Next in line is the California Assembly bill, which is expected out of committee by May 15, to regulate donor-advised funds. The hands of fundraisers are already restrained thanks to the CCPA and now sponsors of DAFs would have to “disclose information about individual funds or accounts” on top of the existing Form 990 requirement of reporting on grants of $5,000 and more. California is the first state to introduce legislation that attempts to regulate DAFs.

The proposed sale of PIR is now being examined by the attorney general in California. It’s a little convoluted, but, the distilled situation is that the California Attorney General’s Office has jumped into the proposed sale of PIR and the .ORG domain to a venture capital firm, Ethos Capital, for $1.13 billion. It involves the Internet Corporation for Assigned Names and Numbers (ICANN) which can block the sale. The National Association of State Charity Officials (NASCO) and six members of Congress have ratcheted up the pressure on ICANN to stall the sale.

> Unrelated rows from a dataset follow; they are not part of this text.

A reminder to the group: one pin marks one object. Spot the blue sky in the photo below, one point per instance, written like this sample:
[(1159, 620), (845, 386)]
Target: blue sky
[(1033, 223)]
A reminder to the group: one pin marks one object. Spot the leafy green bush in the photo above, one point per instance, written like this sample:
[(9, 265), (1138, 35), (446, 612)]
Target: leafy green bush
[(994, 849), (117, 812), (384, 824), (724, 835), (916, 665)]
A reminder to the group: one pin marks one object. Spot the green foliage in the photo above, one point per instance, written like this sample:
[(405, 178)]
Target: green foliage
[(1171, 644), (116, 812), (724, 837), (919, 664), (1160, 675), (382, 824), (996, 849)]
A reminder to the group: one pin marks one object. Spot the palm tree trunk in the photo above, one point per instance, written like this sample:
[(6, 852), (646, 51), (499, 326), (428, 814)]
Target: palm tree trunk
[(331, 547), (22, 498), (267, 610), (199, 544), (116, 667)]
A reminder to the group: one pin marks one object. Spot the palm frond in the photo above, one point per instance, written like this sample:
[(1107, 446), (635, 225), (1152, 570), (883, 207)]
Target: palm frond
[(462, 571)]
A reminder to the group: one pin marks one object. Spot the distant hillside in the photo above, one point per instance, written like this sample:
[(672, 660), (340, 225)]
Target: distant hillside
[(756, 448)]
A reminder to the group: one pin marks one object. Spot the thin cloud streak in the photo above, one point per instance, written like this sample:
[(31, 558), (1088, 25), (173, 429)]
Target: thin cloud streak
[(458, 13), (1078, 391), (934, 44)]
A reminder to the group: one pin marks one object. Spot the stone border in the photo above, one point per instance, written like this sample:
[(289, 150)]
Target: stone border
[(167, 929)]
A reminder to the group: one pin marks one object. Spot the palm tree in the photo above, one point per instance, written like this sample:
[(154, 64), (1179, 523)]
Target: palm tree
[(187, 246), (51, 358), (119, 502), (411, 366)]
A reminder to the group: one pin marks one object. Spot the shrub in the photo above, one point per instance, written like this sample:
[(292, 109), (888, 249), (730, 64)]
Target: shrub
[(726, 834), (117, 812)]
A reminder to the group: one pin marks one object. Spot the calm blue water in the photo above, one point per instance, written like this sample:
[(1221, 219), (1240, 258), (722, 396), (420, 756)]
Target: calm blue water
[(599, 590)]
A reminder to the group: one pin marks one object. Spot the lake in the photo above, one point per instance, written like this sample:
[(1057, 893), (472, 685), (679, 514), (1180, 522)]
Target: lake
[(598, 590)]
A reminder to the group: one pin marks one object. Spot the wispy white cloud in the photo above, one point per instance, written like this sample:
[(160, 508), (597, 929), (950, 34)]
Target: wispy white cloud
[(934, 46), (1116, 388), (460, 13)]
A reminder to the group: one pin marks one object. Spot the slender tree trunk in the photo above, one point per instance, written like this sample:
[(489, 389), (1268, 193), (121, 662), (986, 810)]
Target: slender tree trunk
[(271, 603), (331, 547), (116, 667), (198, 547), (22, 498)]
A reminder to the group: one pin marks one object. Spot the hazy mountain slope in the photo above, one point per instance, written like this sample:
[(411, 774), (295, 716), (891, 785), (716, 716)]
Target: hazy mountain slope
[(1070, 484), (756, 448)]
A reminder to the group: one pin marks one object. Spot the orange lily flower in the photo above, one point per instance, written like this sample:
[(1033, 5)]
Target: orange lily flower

NASCO highlighted concerns regarding the conversion of charitable assets to a for-profit entity with undisclosed minority investors. NASCO also cited the potential removal of federal and state oversight of charitable assets, governance, and tax-exempt status, loss of the mission of serving the public interest online, the likelihood that a for-profit owner would maximize its profits at the expense of nonprofits, and, the adverse impact on the credibility of the .org domain as an indication that content on websites is published “for reasons other than profit.” There will be decisions made on this by April 20.

If you are a nonprofit manager you should not only be reading about these issues (yes, on the website of The NonProfit Times) but also quizzing your state association leaders about all of these changes. The National Council of Nonprofits, The Nonprofit Alliance, the ANA Nonprofit Federation, NTEN and the Electronic Frontier Foundation all have information on their websites. You can start there.

Other state legislators are watching what is happening in California. The nonprofit sector cannot let them think this can be spread. This needs to be stopped at the border, contained and eradicated.